A Naɣ a Muḥend a mmi

Ô Mohand mon fils

Ur tessin ula d seksu

Le couscous, elle ne sait pas comment le rouler

— Anef-as, annef-as a yemma

— Laisse-la, laisse-la, ô Mère

Tettgerriz-iyi-id ussu

Le lit, elle sait bien me le faire

— A Muḥ a Muḥ

— Ô Mouh, ô Mouh

Ourdia

 

Poésie n° 3

Cette poésie est chantée par une tante maternelle, s’adressant à la mariée afin de la rassurer et de lui témoigner de la considération.

A yelli ass-a d lferḥ-im

Ô ma fille, ce jour est ton bonheur

Ass-a teldi tewwurt fell-am

En ce jour, la porte s’ouvre pour toi

Leɛmum d lexwal akken ma llan

Ici, tes oncles tous réunis

Ass-a ad m-xedmen ccan

Désormais, grandiront ta valeur.

Ourdia

 

Poésie n° 4

Cette poésie est chantée pour présenter des louanges à la future mariée au moment de l’imposition du henné (en fin de soirée), par une proche.

Smellah ad d-nebdu

Avec le nom de Dieu nous commencerons

Ad nebdu deg tewwurt

Nous commencerons à partir de la porte

Ad necker tislit

Nous présenterons des louanges à la mariée

Amzun d tasekkurt

Elle est telle une perdrix

Amenzu d aqcic

Son premier enfant sera un garçon  

Ad iεemmer tamurt

Il va enrichir le pays

Hadjila

 

Poésie n° 5

Cette poésie est un extrait d’une joute oratoire (duel) chantée le deuxième jour de la fête, par une femme proche, au seuil-intérieur de la porte de la maison où habite la mariée

Meḥba, mreḥba

Bienvenue, bienvenue

S ssut n yibzimen

Au son des broches5

Tislit i ɣer i d-tusam

La mariée pour qui vous êtes venues

Iwin-tt yitbiren

Des pigeons l’ont emmenée

Ahat di lebḥer

peut-être en mer

Σewqent sfayen

Les bateaux sont désorientés

Ulac aɛewwam

y a pas de nageur

Ar tt-iselken

qui va la sauver

Yamina

 

Poésie n° 6

Cette poésie est chantée en soirée par une vieille femme, généralement une proche, qui rassure la jeune mariée au moment où on lui met le henné et qui met sa beauté en valeur :

A taqcict tamejṭuḥt

Ô petite fille

Yekkaten lḥenni tettru

À qui on met le henné et qui pleure

Zɛefran deg tqemmuct

Le safran sur tes lèvres luit

Terna sxab isaru6

Ton collier en clous de girofle bien ajusté

Ay aqcic ruḥ s leɛqel

Ô jeune marié, prudence

Yuɛer yiḍ amezwaru

Pénible est la première nuit

Hadjila

Poésie n° 7

Cette poésie est chantée (chez le marié) par une proche du marié afin d’honorer la mariée la matinée de sa noce

A Lalla tislit

Ô Lalla7, la mariée

A yudem n rbeḥ

Toi au visage de lumière

Sal ɣef urgaz i tuɣeḍ

Salue l’homme que tu as épousé

Amzun d lmesbeḥ

Telle une lampe, tu éclaires

Lexber ad yaweḍ yemma-m

Ta mère, une fois informée

Ad teɛyu tefraḥ

De toi, elle ne sera que fière

Khoukha

 


 

Notes:

5  Broches : fibules (agrafes servant à retenir les extrémités d’un vêtement) en argent.

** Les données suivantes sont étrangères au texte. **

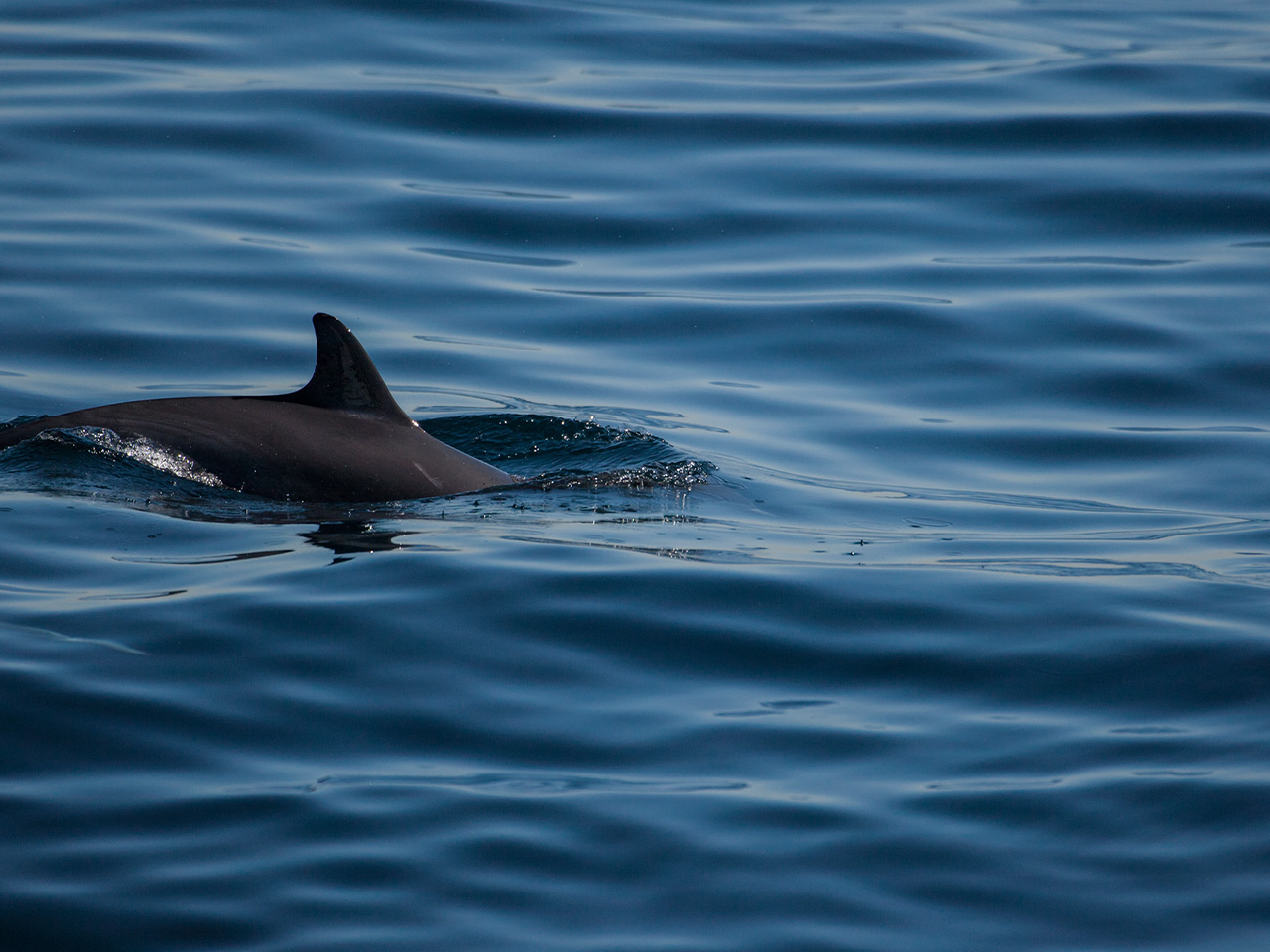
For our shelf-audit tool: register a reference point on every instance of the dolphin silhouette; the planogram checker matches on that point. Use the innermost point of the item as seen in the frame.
(340, 438)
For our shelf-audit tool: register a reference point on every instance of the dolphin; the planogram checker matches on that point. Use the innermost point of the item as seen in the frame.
(340, 438)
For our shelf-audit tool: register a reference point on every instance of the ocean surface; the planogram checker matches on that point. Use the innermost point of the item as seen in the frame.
(893, 380)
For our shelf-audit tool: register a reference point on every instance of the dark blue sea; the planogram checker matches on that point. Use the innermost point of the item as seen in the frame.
(892, 381)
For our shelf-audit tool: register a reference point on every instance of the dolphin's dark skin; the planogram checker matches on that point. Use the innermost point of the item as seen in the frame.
(340, 438)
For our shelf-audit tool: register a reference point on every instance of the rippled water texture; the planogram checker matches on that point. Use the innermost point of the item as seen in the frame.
(896, 385)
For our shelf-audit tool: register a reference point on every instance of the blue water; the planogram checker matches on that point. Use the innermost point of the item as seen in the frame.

6 Sxab isaru : un collier fait à base de clous de girofle et d’autres perles de couleurs et à saveur dont les perles sont bien ajustées (isaru) et colorées. La mariée le prend avec elle le jour de son mariage.

7  Lalla : titre honorifique pour signifier qu’une femme est issue d’une grande famille. Ici, il est utilisé pour dire qu’elle a honoré sa famille.

 


 

Références:

    • ABROUS Dahbia, 1992, « Les joutes poétiques du henné : compétition d’honneur et rapt symbolique », Etudes et Documents berbères, n°9, pp147-164.
    • AIT FEROUKH, Farida, 1993, « Le chant kabyle et ses genres », in Encyclopédie Berbère, n°12, pp.1869-1871.
    • DJELLAOUI, Mohamed, 2009, L’évolution de la poésie kabyle et ses caractéristiques entre la tradition et la modernité. T1, La poésie traditionnelle, Alger, HCA, p. 163.[Texte en arabe].
    • HAOUCHINE, Omar, janvier 2019, Ccna, une poésie féminine de Kabylie : complaintes, conflits et régulation sociale, Thèse doctorat, sous la direction de Dahbia ABROUS et Mourad YELLES, Paris, INALCO, pp. 86-88.
    • KHERDOUCI, Hassina, 2008, « Poésie et chanson féminines de Kabylie », in Etudes et Documents Berbères, 27, pp. 5-26. https://www.cairn.info/revue-etudes-et-documents-berberes-2008-1-page-5.htm
    • MAHFOUFI, Mhenna, 1988, « Chant d’évocation amoureuse de type aia des Ait Issad de Grande Kabylie » in » Littérature arabo-berbère, 19-20, Paris, pp. 109-143.
    • LACOSTE-DUJARDIN, Camille, 1981, « Des femmes chantent les hommes et le mariage : Louanges lors d’un mariage en Kabylie », Littérature arabo-berbère, 12, Paris, pp. 125-161.
    • RABIA, Boualem, 1988, « Les joutes poétiques féminines dans les mariages aux Ait Ziki (Kabylie) », in Awal : Cahiers d’études berbères, n°4, pp. 85-121.
    • SALHI, Mohand-Akli, avril 2001, « Poésie féminine et poétique kabyle », in Actes du colloque international des femmes et des textes dans l’espace maghrébin, Constantine les 21, 22 et 23 mars, Expression n°7, p. 211-213.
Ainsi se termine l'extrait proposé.